Here is a quote from the book Algebraic Topology by Allen Hatcher:
Here is an interesting application of degree:
Theorem 2.28 $S^n$ has a continuous field of nonzero tangent vectors iff $n$ is odd
Proof: Suppose $x \mapsto v(x)$ is a tangent vector field on $S^n$, assigning to a vector $x \in S^n$ the vector $v(x)$ tangent to $S^n$ at $x$. Regarding $v(x)$ as a vector at the origin instead of at $x$, tangency just means that $x$ and $v(x)$ are orthogonal in $\mathbb{R}^{n+1}$. If $v(x) \neq 0$ for all $x$, we may normalize so that $|v(x)| = 1$ for all $x$ by replacing $v(x)$ by $v(x) / |v(x)|$. Assuming this has been done, the vectors $(\cos t)x + (\sin t)v(x)$ lie in the unit circle in the plane spanned by $x$ and $v(x)$. Letting $t$ go from $0$ to $\pi$, we obtain a homotopy$f_t(x) = (\cos t)x + (\sin t)v(x)$ from the identity map of $S^n$ to the antipodal map $- \mathbb{1}$. This implies that $\text{deg}(-\mathbb{1}) = \text{deg}(\mathbb{1})$, hence $(-1)^{n+1} = 1$ and $n$ must be odd.

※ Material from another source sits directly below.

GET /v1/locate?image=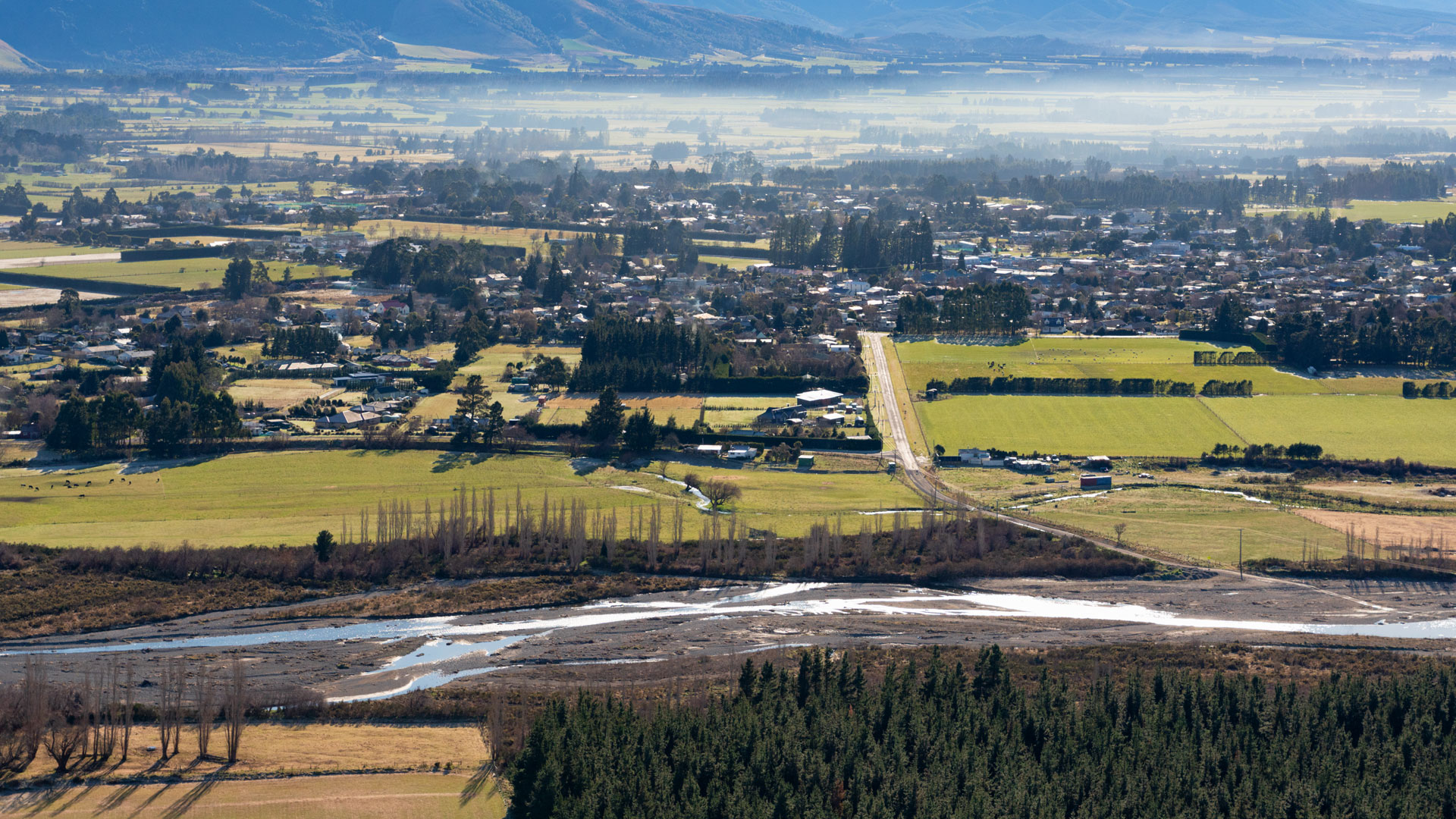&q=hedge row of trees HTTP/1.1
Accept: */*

Conversely, if $n$ is odd, say $n = 2k-1$, we can define $v(x_1, x_2, \cdots, x_{2k-1}, x_{2k}) = (-x_2, x_1, \cdots, -x_{2k}, x_{2k-1})$. Then $v(x)$ is orthogonal to $x$, so $v$ is a tangent vector field on $S^n$ and $|v(x)| = 1$ for all $x \in S^n$.
In the proof of Theorem 2.28, I am not getting the need of $x$ and $v(x)$ being orthogonal unit vectors. What if they are not orthogonal to each other?

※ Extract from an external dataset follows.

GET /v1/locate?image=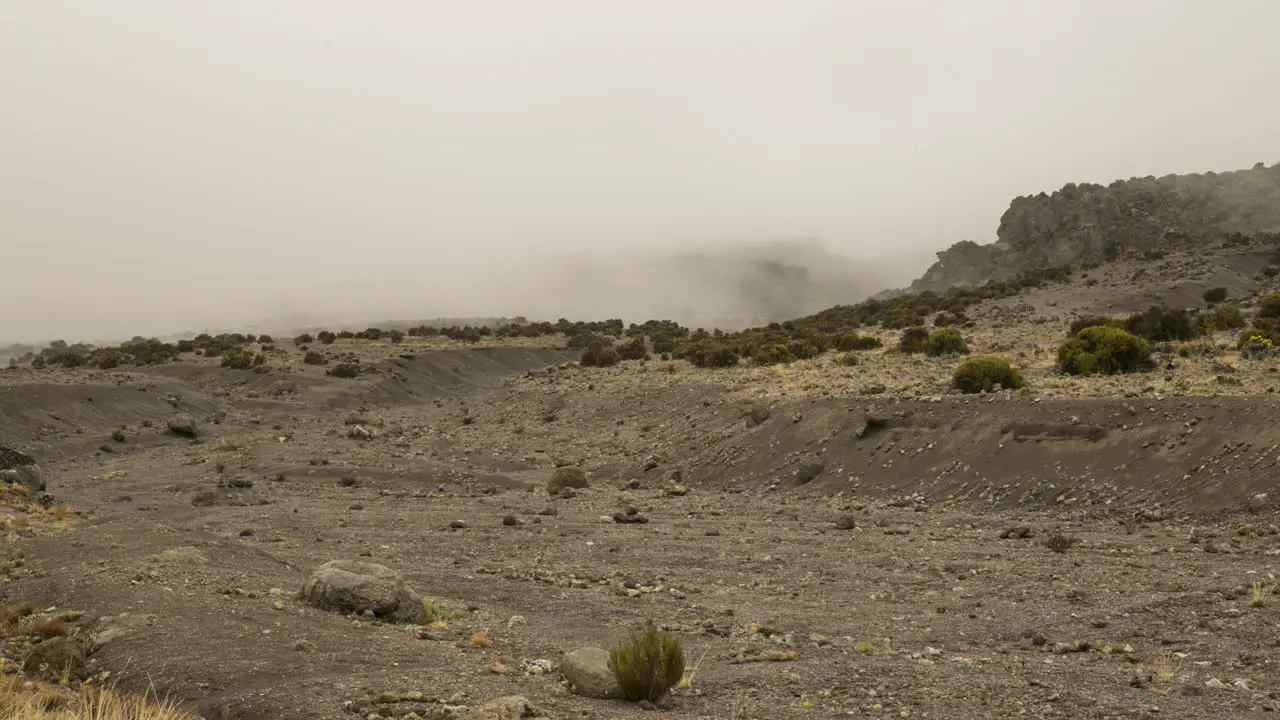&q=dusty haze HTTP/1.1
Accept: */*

[0,0,1280,341]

The fact that $v(x)$ is a tangent vector to $S^n$ at $x$ implies that $v(x)$ is orthogonal to $x$. The fact that $v(x) \neq 0$ for all $x$ means that we can assume without loss of generality that the $v(x)$'s are unit vectors for all $x$, for if they are not to begin with, then you can rescale, as described in the book.
For the remainder of the proof, what's really important is that:
The proof of this requires $v(x)$ to be orthogonal to $x$ (i.e. $v(x).x = 0$), and also requires $v(x)$ to be a unit vector (i.e. $|v(x)|^2 = 1$), for all $x \in S^n$.
Essentially, to prove that the vector $(\cos t) x + (\sin t) v(x)$ lies on $S^n$, you have to show that it has unit norm. The following calculation does precisely this. \begin{align*} \left| (\cos t) x + (\sin t) v(x) \right|^2 & = (\cos^2 t) |x|^2 + (2\cos t \sin t) (x.v(x)) + (\sin^2t) |v(x)|^2 \\ & = \cos^2 t+\sin^2 t \\ & = 1,\end{align*}
Having established that $(\cos t) x + (\sin t) v(x)$ lies on $S^n$, it makes sense to define a function $$ F: [0, \pi ] \times S^n \to S^n$$ using the formula $$ F(t, x) = (\cos t) x + (\sin t) v(x).$$
This $F$ is a homotopy from the identity map $f(x) = x$ to the antipodal map $g(x) = x$. When $n$ is even, no such homotopy can exist since $\text{deg}(f) \neq \text{deg}(g)$. This contradiction proves that the non-vanishing vector field $v$ cannot exist.